Characters die and become the sort of undead that drained them when they are actually killed by hp damage, not by the experience drain.


  1. Level drain is one of those rules that made a lot of sense in OD&D, where there really wasn't much book-keeping to be done when losing a level. But as the game got more complex, so did level drain become more unwieldy. I like your system a lot. When I want to simplify level drain I just apply it to hit points, attacks, and saving throws, and leave things like spells and proficiencies alone.

  2. Good idea. Book-keeping upon changing levels is one of the reasons that made me prefer RQ and T&T over (A)D&D.

  3. I would probably kill the character at 0 XP as if they died from hp damage.

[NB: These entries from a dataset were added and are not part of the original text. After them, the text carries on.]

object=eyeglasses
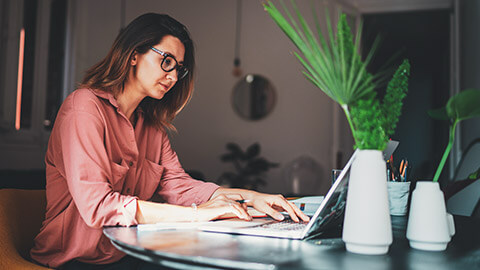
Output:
[150,47,188,80]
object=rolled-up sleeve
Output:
[57,111,137,228]
[158,133,219,206]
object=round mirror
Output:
[233,74,275,120]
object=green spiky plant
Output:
[264,1,410,150]
[428,89,480,182]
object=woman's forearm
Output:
[135,200,196,224]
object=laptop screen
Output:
[302,151,357,238]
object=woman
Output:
[31,13,308,269]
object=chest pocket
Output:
[109,159,129,192]
[135,159,165,200]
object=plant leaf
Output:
[428,107,450,120]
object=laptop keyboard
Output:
[258,219,308,231]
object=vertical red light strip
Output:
[15,28,25,130]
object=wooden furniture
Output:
[104,216,480,270]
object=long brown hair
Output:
[80,13,195,130]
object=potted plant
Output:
[264,1,410,254]
[407,89,480,251]
[217,143,278,190]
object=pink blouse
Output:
[30,89,218,267]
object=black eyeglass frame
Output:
[150,47,188,80]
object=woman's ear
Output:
[130,51,137,66]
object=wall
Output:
[70,0,342,193]
[460,0,480,149]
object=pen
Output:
[235,200,250,204]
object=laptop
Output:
[197,151,357,239]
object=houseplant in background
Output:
[407,89,480,251]
[217,143,278,190]
[264,1,409,254]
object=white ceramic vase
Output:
[342,150,392,255]
[407,181,455,251]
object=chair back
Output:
[0,189,51,269]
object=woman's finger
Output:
[229,202,252,221]
[274,197,300,222]
[287,201,310,222]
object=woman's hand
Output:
[248,193,310,222]
[210,187,310,222]
[196,194,252,221]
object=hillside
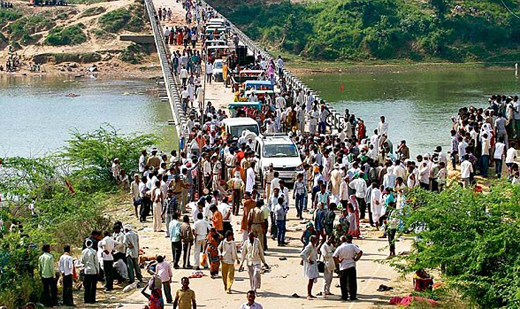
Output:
[0,0,157,71]
[210,0,520,62]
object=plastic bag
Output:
[200,253,208,267]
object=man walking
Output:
[168,213,182,269]
[332,235,363,300]
[123,225,143,283]
[58,245,74,306]
[239,233,269,292]
[81,239,100,304]
[38,244,58,307]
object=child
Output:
[173,277,197,309]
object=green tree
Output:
[391,183,520,308]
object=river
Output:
[301,69,519,157]
[0,75,174,157]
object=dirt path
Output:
[108,0,411,308]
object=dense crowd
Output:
[10,1,520,309]
[451,95,520,187]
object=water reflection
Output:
[302,69,518,156]
[0,75,174,156]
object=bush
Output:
[0,126,155,308]
[45,23,87,45]
[391,183,520,308]
[98,4,146,33]
[81,6,107,17]
[217,0,520,61]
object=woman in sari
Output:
[205,228,222,279]
[348,195,361,238]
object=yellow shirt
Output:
[175,289,195,309]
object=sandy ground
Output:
[105,0,411,308]
[106,199,411,309]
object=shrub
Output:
[391,183,520,308]
[45,23,87,45]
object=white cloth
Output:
[300,242,319,279]
[193,220,209,241]
[460,160,473,179]
[333,242,361,270]
[246,167,255,192]
[58,254,74,276]
[218,239,238,265]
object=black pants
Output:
[356,197,374,225]
[388,229,397,254]
[83,275,98,304]
[139,197,152,222]
[63,275,74,306]
[172,240,182,267]
[339,267,357,300]
[182,243,191,268]
[103,261,114,291]
[222,221,233,233]
[42,278,58,307]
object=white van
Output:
[255,135,302,183]
[222,117,260,138]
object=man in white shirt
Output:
[98,232,116,292]
[218,231,240,294]
[238,291,263,309]
[239,233,269,293]
[460,155,473,188]
[370,130,379,153]
[493,136,506,178]
[377,116,388,136]
[332,235,363,300]
[506,143,516,175]
[246,161,256,192]
[349,172,374,226]
[139,150,146,173]
[58,245,74,306]
[206,62,213,85]
[217,196,233,234]
[193,213,209,270]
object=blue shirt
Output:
[168,220,181,242]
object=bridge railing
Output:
[201,0,345,130]
[144,0,187,139]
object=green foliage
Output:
[98,4,147,33]
[81,6,107,17]
[0,126,154,308]
[391,183,520,308]
[62,125,157,190]
[45,23,87,45]
[213,0,520,61]
[119,43,151,64]
[0,10,22,28]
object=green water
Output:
[0,74,175,157]
[301,69,519,156]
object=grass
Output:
[98,4,146,33]
[45,23,87,46]
[80,6,107,17]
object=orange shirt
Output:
[240,199,256,231]
[211,210,224,231]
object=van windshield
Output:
[262,144,298,158]
[229,124,260,137]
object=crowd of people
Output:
[0,1,13,9]
[0,53,22,72]
[9,1,520,309]
[451,95,520,187]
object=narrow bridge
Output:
[144,0,344,138]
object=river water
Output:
[0,75,174,157]
[0,69,519,157]
[301,69,519,157]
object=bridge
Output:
[144,0,344,139]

  4. Nice solution, but losing XPs could let the character unaltered: slower progression, but he's always the same guy.

    Another solution could be subtracting a given amount - the level drained by the attack - of HD from the maximum HPs.

  5. Great idea!

    I remember this weird effect where player fear (of having to do the bookeeping of reducing a level) translated to character fear. "A dragon, let do this! A wraith, run away!

  6. What about monsters (like the Wights) who ONLY do level drain? I agree with Eric, if you go this route 0 XP means you not only die but are transformed into the undead that killed you.

  7. I like the XP drain. But I agree that getting to zero points should mean death and transformation. The consequence of a complete level drain should still be horrific.

  8. I do this thing in my game, except you lose your soul at zero XP. In the context of monsters draining XP this usually means death and turning into a monster yourself. Going to arbitrary negative XP isn't a very good solution, I think, as there's no definitive outcome to it. It's more exciting when the player has some clear line to avoid rather than just a bottomless well.

    I also do the same XP-losing trick with paladins falling from grace (lose half your XP as well as paladin powers) and whenever else I can get away with it. It's a brutal set-back for the character, and suitably esoteric from in-setting point of view.

  9. Eric, if you go this route 0 XP means you not only die but are transformed into the undead that killed you.

    Yes, exactly.

  10. I don't get the "extra book-keeping" complaint, unless you're interpreting level drain as reducing level AND xp. I just use reduction of level; xp stays the same, and earning any xp at all on a future adventure restores 1 level.

    I suppose there's also extra book-keeping involved if you have a lot of other class-based abilities, like skill increases, feats, or proficiencies. But I don't use that stuff, anyways. I hates it, hates it forever.

  11. Isn't the lore affect of an undead strike like this meant to feel like the person is drained?

    Removing xp is a good way to avoid the stat sheet adjustments, but has no affect mechanically on how weak or strong the character is.
    Perhaps apply a slight adjustment to rolls while the xp penalty applies, such as the character tires easily, or is slightly weaker. With the -1 Str/Con affect. Not enough to cripple them, but enough to have them desire to remove it, and also hate those creatures.

  12. The way I see it, Level/Energy Drain is supposed to represent a soul-sucking, life-withering ability, corrupting the person's very essence until they are transfigured into a shell of themselves, becoming undead and renewing the cycle.

    Think of the Ring Wraiths from LotR, or the classic Succubus.

    Perhaps a good way to represent it would be semi-permanent Con damage and penalties to all rolls until some action is taken by the player, such as seeing a Lawful Cleric, bathing in a holy spring, gaining a certain amount of XP per drain to remove the penalties, or even simply resting for a time.

    This method also allows scaling, with more powerful undead draining more con at once.

    Another option is to make the character artificially age a certain number of years per strike.